All sera were tested at a 1:20 dilution by plaque reduction neutralization test to determine reciprocal endpoint 80% neutralization (PRNT80) titers for each virus (EEEV, SLEV, WNV, and TURV). Virus strains used to determine antibody titers were WNV (strain 385—isolated from the liver of a snowy owl in New York, 1999; Vero cell passage no. 2), SLEV (strain TBH-28—isolated from a human in Florida, 1962; sucking mouse passage no. 1 and Vero cell passage no. 1), TURV (strain USA 847-32—isolated from a Culex spp. mosquito in California, 1954; Vero cell passage no. 2), and a chimeric SIN/EEEV vaccine strain—its nonstructural protein genes derived from Sindbis virus strain AR339 and structural protein genes from EEEV strain FL93-939 (baby hamster kidney cells passage no. 1 and Vero cell passage no. 1).15 Samples with PRNT80 titers ≥ 20 were considered positive and were titrated to 1:640 to determine the antibody titer against each virus as previously described.16 Results for sera that showed neutralizing activity against two closely related flaviviruses (e.g., WNV and SLEV) were considered inconclusive unless the titer was 4-fold higher for one virus than the other.
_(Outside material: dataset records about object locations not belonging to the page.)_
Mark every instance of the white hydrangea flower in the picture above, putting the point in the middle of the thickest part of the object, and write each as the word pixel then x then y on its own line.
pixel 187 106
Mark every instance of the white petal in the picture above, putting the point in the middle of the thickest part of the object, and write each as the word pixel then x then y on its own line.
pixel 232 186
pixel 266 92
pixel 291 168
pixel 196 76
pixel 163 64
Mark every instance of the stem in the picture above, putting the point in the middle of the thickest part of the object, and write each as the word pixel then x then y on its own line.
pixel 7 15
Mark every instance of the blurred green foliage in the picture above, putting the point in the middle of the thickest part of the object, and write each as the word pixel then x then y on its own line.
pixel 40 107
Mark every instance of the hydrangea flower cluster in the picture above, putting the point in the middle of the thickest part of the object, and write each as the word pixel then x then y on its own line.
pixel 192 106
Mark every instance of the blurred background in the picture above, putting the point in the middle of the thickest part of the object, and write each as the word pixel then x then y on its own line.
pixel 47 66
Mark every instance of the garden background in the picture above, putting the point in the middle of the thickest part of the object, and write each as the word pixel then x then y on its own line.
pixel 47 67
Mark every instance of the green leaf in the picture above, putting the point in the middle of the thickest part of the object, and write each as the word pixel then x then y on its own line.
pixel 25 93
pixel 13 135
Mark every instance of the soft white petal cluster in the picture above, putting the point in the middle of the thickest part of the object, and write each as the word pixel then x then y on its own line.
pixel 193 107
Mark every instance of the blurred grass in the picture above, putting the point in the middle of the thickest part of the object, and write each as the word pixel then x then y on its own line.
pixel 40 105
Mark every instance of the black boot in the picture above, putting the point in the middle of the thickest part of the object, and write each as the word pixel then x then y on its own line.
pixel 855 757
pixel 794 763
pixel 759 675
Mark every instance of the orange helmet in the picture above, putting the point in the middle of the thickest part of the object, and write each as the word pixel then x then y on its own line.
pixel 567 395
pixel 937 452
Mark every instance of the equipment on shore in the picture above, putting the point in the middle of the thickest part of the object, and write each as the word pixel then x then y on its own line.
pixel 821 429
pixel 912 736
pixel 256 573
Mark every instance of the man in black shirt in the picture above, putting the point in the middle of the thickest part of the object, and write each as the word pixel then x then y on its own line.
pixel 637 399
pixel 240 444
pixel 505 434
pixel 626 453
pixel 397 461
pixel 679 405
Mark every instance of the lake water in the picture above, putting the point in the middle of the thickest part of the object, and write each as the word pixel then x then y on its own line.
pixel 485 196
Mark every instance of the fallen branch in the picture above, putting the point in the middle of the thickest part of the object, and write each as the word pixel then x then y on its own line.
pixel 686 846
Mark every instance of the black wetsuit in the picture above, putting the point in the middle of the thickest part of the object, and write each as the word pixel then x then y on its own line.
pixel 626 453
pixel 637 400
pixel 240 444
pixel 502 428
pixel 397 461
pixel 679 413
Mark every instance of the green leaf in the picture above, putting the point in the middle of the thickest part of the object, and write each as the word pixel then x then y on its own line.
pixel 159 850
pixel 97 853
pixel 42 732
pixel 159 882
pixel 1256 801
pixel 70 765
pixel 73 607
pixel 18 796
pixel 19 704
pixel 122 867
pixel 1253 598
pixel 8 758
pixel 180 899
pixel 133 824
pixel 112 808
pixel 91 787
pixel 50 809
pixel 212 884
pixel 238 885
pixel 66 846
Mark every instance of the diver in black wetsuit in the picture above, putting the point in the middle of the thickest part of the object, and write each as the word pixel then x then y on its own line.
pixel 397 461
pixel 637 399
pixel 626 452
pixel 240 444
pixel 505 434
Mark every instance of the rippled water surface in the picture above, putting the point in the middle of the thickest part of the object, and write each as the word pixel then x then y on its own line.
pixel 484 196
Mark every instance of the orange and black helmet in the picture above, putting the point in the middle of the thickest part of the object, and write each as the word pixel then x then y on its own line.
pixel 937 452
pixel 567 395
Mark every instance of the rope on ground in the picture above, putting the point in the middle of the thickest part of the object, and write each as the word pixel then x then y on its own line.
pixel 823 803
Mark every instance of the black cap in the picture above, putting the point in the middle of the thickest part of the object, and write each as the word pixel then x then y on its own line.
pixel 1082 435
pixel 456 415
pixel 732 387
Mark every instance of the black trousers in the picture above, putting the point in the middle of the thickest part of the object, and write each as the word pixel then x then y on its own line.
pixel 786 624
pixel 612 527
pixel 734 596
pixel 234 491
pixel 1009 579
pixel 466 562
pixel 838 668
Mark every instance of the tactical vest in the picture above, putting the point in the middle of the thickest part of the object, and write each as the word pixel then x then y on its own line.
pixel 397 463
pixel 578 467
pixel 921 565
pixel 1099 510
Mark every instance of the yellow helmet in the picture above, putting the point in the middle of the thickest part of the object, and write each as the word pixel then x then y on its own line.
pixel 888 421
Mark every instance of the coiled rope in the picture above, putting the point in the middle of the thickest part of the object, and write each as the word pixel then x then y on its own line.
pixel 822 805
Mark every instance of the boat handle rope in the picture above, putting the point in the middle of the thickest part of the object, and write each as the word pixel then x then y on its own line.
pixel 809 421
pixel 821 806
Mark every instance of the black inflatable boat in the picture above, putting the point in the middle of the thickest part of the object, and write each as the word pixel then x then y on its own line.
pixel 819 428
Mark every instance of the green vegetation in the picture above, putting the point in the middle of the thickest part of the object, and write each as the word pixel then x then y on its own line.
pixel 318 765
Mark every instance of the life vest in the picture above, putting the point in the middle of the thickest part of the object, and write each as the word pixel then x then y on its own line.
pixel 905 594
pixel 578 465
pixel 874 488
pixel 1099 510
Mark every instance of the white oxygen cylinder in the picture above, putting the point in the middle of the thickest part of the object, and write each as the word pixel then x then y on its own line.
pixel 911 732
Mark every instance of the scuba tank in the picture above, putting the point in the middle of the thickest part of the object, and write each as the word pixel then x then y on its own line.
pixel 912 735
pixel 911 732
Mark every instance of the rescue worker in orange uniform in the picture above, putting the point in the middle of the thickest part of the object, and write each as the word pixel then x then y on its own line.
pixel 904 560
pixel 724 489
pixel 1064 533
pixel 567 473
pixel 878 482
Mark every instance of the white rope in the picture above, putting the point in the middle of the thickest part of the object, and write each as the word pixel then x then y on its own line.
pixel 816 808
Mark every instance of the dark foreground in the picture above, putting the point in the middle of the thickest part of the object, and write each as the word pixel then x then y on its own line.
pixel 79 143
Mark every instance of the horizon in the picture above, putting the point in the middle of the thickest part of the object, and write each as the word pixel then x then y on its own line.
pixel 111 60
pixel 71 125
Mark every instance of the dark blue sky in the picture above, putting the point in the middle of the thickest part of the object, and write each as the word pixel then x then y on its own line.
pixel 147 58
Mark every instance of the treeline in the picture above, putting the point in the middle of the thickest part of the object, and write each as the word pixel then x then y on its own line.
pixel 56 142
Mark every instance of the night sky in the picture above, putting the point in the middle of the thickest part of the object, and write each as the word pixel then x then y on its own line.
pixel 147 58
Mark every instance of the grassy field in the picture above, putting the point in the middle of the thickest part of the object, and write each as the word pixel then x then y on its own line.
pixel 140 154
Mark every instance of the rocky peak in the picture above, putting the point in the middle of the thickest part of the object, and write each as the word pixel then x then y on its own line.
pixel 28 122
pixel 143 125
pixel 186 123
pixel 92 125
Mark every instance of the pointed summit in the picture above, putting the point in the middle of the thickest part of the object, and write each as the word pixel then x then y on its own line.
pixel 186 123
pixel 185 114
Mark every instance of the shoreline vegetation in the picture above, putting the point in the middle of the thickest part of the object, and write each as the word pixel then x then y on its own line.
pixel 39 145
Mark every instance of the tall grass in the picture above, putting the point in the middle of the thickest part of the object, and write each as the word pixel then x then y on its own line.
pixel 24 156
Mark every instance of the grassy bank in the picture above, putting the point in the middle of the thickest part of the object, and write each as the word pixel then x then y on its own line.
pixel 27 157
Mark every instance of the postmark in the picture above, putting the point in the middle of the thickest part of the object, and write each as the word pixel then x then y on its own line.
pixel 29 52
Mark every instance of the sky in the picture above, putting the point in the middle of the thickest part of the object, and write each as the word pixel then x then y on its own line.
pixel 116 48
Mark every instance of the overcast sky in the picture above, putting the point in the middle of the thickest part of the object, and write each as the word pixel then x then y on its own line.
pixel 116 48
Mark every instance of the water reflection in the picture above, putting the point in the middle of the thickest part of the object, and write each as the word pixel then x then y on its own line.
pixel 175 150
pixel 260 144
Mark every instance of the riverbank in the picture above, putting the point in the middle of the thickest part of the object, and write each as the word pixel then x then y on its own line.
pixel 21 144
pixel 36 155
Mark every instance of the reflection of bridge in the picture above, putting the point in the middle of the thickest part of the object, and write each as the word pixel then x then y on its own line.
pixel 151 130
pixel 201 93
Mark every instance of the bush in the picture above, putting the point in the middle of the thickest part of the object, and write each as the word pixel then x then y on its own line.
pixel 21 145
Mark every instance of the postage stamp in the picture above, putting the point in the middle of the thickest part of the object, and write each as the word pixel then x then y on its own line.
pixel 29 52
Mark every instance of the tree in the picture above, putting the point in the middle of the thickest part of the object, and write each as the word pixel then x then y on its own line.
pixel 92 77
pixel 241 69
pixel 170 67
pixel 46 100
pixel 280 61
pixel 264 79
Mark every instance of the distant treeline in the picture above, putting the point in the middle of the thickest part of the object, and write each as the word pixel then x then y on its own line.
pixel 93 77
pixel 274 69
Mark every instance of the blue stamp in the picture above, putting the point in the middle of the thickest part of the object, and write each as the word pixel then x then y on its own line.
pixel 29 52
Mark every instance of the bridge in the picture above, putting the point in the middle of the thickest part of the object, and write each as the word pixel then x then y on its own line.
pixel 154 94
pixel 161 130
Testing was performed at the University of Texas Medical Branch in Galveston, TX.

Analysis.

Mean apparent seroprevalence values were calculated with 95% confidence limits (CL) for all samples using a normal approximation for proportional data. A χ2 test was used to assess the association between age class and gender, and prevalence and season. All calculations were conducted in Microsoft Excel (Redmond, WA).

RESULTS

We tested samples from 997 wild birds of 54 species and 17 families across 170 counties in 44 states in the United States (Figure 1), of which 33.4% were antibody positive for at least one of the arboviruses examined. The majority of the wild birds sampled (72.8%) were after-hatch-year birds, followed by undetermined (15.8%) and hatch year (11.3%) birds. Sex was undetermined for the majority (77%) of the birds, but the remainder was comprised equally of males and females (11.5% each). Though we examined associations between age class and gender, there were no apparent patterns for any of the pathogens (data not shown).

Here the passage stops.